Lou Reed’s Berlin is one of the most beautiful/ depressing albums of all time. A song cycle about a drug-addled romance ending in suicide, Berlin was a bombastic, elegiac flop released one year after the glam hit Transformer. When the song “The Kids,” which includes the line “They’re taking her children away because they said she was not a good mother,” ends, there is a recording of children screaming for their mother. In “Sad Song,” Reed sings, “I’m going to stop wasting my time. Somebody else would have broken both of her arms.”
In 2007, Berlin was finally performed onstage. Berlin: A Performance By Lou Reed, Directed By Julian Schnabel is the visual documentation of this special event and is released this month.

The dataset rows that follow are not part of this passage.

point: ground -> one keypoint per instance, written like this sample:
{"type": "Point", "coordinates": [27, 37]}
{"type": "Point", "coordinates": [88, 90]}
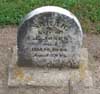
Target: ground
{"type": "Point", "coordinates": [8, 36]}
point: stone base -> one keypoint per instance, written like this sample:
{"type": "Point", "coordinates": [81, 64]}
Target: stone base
{"type": "Point", "coordinates": [49, 77]}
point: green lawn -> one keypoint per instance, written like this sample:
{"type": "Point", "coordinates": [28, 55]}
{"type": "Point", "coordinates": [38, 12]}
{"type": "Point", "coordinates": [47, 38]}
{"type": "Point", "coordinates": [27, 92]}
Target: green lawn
{"type": "Point", "coordinates": [87, 11]}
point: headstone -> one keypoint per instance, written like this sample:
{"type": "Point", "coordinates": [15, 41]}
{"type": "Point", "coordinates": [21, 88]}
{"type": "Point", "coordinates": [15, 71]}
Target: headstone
{"type": "Point", "coordinates": [49, 36]}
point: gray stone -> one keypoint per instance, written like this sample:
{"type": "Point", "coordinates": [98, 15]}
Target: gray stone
{"type": "Point", "coordinates": [49, 77]}
{"type": "Point", "coordinates": [49, 36]}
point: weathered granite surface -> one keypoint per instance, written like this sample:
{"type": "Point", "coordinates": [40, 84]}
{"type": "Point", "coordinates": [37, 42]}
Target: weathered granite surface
{"type": "Point", "coordinates": [49, 36]}
{"type": "Point", "coordinates": [49, 77]}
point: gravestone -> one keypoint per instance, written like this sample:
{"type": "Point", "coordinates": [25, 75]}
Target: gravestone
{"type": "Point", "coordinates": [49, 36]}
{"type": "Point", "coordinates": [49, 39]}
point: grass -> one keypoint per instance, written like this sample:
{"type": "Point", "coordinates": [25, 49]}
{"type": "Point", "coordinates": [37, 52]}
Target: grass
{"type": "Point", "coordinates": [87, 11]}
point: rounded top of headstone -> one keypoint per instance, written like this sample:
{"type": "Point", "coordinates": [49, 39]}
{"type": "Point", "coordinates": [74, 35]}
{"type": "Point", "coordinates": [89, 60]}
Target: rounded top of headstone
{"type": "Point", "coordinates": [55, 9]}
{"type": "Point", "coordinates": [49, 35]}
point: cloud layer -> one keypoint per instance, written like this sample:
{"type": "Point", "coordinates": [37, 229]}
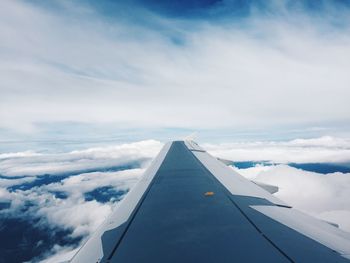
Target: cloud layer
{"type": "Point", "coordinates": [260, 72]}
{"type": "Point", "coordinates": [325, 149]}
{"type": "Point", "coordinates": [69, 194]}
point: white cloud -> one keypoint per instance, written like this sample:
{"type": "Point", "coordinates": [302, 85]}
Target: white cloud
{"type": "Point", "coordinates": [32, 164]}
{"type": "Point", "coordinates": [267, 73]}
{"type": "Point", "coordinates": [325, 196]}
{"type": "Point", "coordinates": [324, 149]}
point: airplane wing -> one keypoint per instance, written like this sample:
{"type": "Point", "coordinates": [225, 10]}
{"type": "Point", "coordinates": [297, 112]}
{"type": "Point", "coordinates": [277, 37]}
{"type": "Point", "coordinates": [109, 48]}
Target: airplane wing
{"type": "Point", "coordinates": [190, 207]}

Everyone already knows that each Velvet Underground record is incredible. But wading through Reed’s extensive solo output can be a bit trickier here is another incredible record (besides Transformer and Berlin which you should already own).
Street Hassle (1978)
After the previous pedestrian Rock N’ Roll Heart, many dismissed the original urban rock poet. Then Reed released Street Hassle, a glorious return to form. Most tracks are gritty street anthems, pumped up by a horn section that somehow works. But the piece de resistance is the title track, a beautiful cello-fueled narrative in three movements about a transsexual getting a prostitute and a woman ODing.